Wednesday, April 16, 2008

The Collapse of American Power

In a recent column Paul Craig Roberts points out that

In his famous book, The Collapse of British Power (1972), Correlli Barnett reports that in the opening days of World War II Great Britain only had enough gold and foreign exchange to finance war expenditures for a few months. The British turned to the Americans to finance their ability to wage war. Barnett writes that this dependency signaled the end of British power.


The comparison to modern times is obvious. The United States had no money to finance the Afghanistan and Iraq wars and borrowed the entire amount, mainly from China and Japan. Historians may very well look back at this moment in our history as signaling the end of the American empire.

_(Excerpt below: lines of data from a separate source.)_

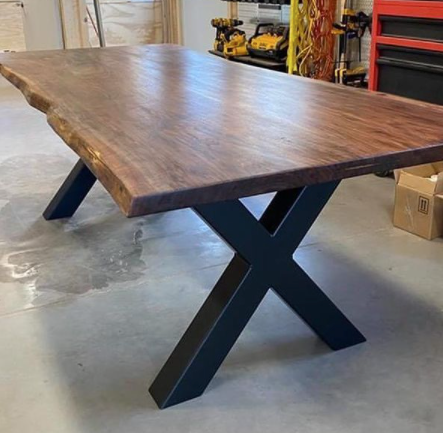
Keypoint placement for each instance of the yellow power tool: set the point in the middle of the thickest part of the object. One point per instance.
(229, 40)
(270, 41)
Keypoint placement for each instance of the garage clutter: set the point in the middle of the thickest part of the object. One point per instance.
(419, 200)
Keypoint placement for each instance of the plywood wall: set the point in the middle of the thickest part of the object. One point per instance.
(129, 22)
(11, 26)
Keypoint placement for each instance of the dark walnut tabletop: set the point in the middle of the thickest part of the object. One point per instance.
(163, 127)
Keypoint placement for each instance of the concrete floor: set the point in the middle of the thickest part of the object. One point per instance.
(90, 309)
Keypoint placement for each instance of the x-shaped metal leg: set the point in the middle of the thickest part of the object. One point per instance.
(71, 194)
(262, 260)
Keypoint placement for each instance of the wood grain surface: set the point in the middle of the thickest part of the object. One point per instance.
(12, 36)
(163, 127)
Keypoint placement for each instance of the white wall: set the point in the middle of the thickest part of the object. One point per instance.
(198, 33)
(42, 24)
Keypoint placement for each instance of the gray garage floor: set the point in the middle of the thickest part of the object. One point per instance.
(90, 309)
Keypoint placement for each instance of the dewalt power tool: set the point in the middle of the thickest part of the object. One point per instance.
(229, 40)
(353, 25)
(270, 41)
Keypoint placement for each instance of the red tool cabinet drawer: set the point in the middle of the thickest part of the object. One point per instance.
(411, 27)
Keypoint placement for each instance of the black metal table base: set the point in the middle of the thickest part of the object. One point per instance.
(71, 194)
(263, 260)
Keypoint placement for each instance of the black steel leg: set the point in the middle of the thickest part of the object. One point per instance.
(263, 260)
(210, 336)
(71, 193)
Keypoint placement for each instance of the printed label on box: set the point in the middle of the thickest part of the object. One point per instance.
(423, 205)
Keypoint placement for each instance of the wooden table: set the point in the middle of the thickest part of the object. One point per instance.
(162, 128)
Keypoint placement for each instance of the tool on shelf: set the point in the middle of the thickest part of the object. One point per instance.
(270, 41)
(229, 40)
(353, 25)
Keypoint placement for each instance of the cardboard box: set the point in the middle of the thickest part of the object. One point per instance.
(419, 200)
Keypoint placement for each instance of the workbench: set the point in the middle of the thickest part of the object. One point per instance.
(163, 128)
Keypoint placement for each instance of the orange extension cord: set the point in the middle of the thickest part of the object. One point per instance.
(312, 44)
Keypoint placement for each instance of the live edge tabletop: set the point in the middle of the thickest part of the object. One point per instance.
(163, 127)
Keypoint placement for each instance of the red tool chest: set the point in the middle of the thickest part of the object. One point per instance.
(407, 49)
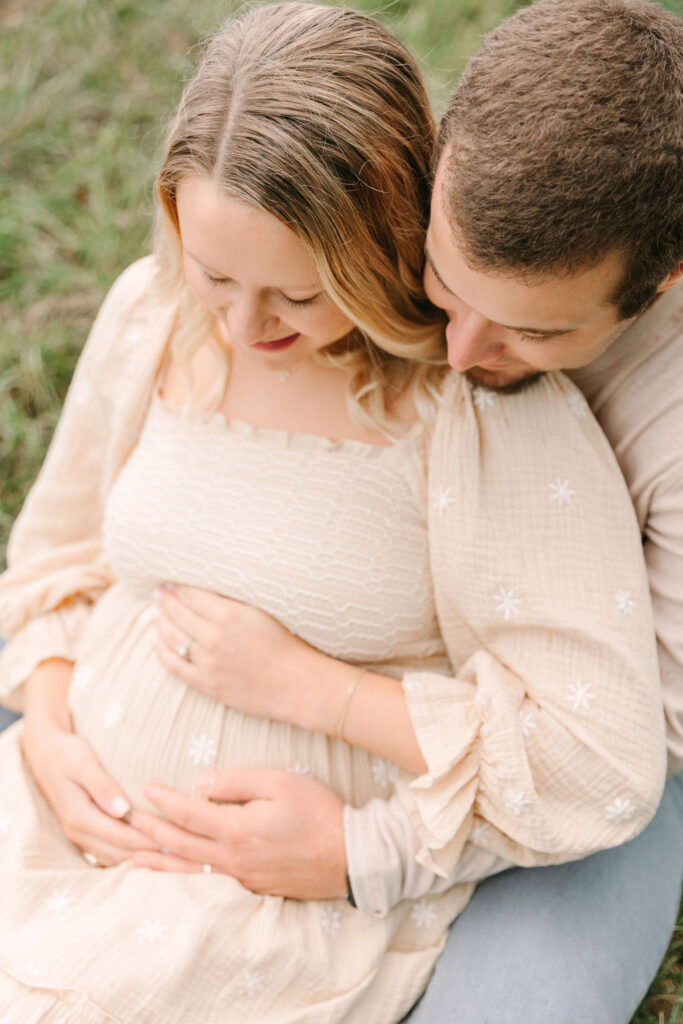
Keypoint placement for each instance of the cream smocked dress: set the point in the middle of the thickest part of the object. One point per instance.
(492, 564)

As I mentioned before, an organization is technically bankrupt when it is deep in debt and there is no foreseeable way it can ever pay off those debts. Paul Craig Roberts goes on to say

Moreover, the GAO report pointed out that the accrued liabilities of the federal government "totaled approximately $53 trillion as of September 30, 2007." No funds have been set aside against this mind boggling liability.

The US "superpower" cannot even finance its own domestic operations, much less its gratuitous wars except via the kindness of foreigners to lend it money that cannot be repaid.

The US will never repay the loans... The dollar is failing in its role as reserve currency and will soon be abandoned. When the dollar ceases to be the reserve currency, the US will no longer be able to pay its bills by borrowing more from foreigners.


By the way if you don't know who Paul Craig Roberts is, you might be tempted to think he is some sort of left wing "doom and gloom" radical who doesn't really know what he is talking about. Paul Craig Roberts was Assistant Secretary of the Treasury in the Reagan administration. He was Associate Editor of the Wall Street Journal editorial page and Contributing Editor of National Review. Scarry, isn't it?

1 comment:

Darrell's End Times said...

You make good points but, truth be told; America lost its moral power way before we lost our military power. And it is a power that we can reclaim but only after an extended soul search of ourselves.